Regarding GPs - we generate a covariance matrix with respect to parameters, and we approximate distributions for those parameters. Then, we can generate predictive distributions for the for the kernel we have generated. Because you have a covariance matrix, doesn’t always imply gaussian process. You can really look at covariance between anything and define any covariance function, which could be meaningless.

Here, your covariance matrix is fixed: matrix[N,N] A; For a gaussian process, one might define a covariance function like so. This is called the Squared Exponential kernel by the Stan people, and the Radial Basis Function (RBF) by almost everyone else:

k(x, x') = \sigma^2 exp(\frac{d(x, x')}{2l^2})

So at each iteration your covariance matrix is generated WRT parameters, the magnitude sigma^2 and the length scale l. The magnitude controls deviation vertically (for a 1D) GP, and the length scale controls how much each parameter is related “along a certain axis” meaning, x1 and x2. This implementation isn’t really correct I can see in any way.

Another note, prior distributions on the hyperparameters for GPs is still an open problem.
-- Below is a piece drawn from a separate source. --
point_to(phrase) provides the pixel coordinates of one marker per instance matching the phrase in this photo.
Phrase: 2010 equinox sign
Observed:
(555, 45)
Are you sure this is a good idea? I mean, do whatever you want, but your computational issues could be indicating something. I think Andrew has some saying for that somewhere.

Also, deep GPs are “a thing”. Composite functions, essentially.

With that said, here’s a proper implementation of a gaussian process regression, which can be found in betancourt’s case studies (recommended), among other places.


functions {
  vector gp_pred_rng(vector[] x_pred,
                     vector y1, vector[] x,
                     real magnitude, real length_scale,
                     real sigma) {
    int N = rows(y1);
    int N_pred = size(x_pred);
    vector[N_pred] f2;
    {
      matrix[N, N] K = add_diag(gp_exp_quad_cov(x, magnitude, length_scale),
                                sigma);
      matrix[N, N] L_K = cholesky_decompose(K);
      vector[N] L_K_div_y1 = mdivide_left_tri_low(L_K, y1);
      vector[N] K_div_y1 = mdivide_right_tri_low(L_K_div_y1', L_K)';
      matrix[N, N_pred] k_x_x_pred = gp_exp_quad_cov(x, x_pred, magnitude, length_scale);
      f2 = (k_x_x_pred' * K_div_y1);
    }
    return f2;
  } 
}
data {
  int<lower=1> N;
  int<lower=1> D;
  vector[D] x[N];
  vector[N] y;

  int<lower=1> N_pred;
  vector[D] x_pred[N_pred];
}
transformed data {
  vector[N] mu;
  mu = rep_vector(0, N);
}
parameters {
  real<lower=0> magnitude;
  real<lower=0> length_scale;
  real<lower=0> sig;
  
  real<lower=0> sigma;
}
transformed parameters {
  matrix[N, N] L_K;
  {
    matrix[N, N] K = gp_exp_quad_cov(x, magnitude, length_scale);
    K = add_diag(K, square(sigma));
    L_K = cholesky_decompose(K);
  }
}
model {
  magnitude ~ normal(0, 3);
  length_scale ~ inv_gamma(5, 5);
  sig ~ normal(0, 1);
  
  sigma ~ normal(0, 1);
  
  y ~ multi_normal_cholesky(mu, L_K);
}
generated quantities {
  vector[N_pred] f_pred = gp_pred_rng(x_pred, y, x, magnitude, length_scale, sigma);
  vector[N_pred] y_pred;
  
  for (n in 1:N_pred) y_pred[n] = normal_rng(f_pred[n], sigma);
}

Also, here’s a shameless plug for GPs, one of my many unfinished projects:

Reading this should help with what you’re actually modeling a bit.

Hope this helps!

EDIT: on another note, I was playing with GPs with different noises the other day and HMC/Stan had a lot of trouble with identifiability and some divergences. Terrible posterior geometry.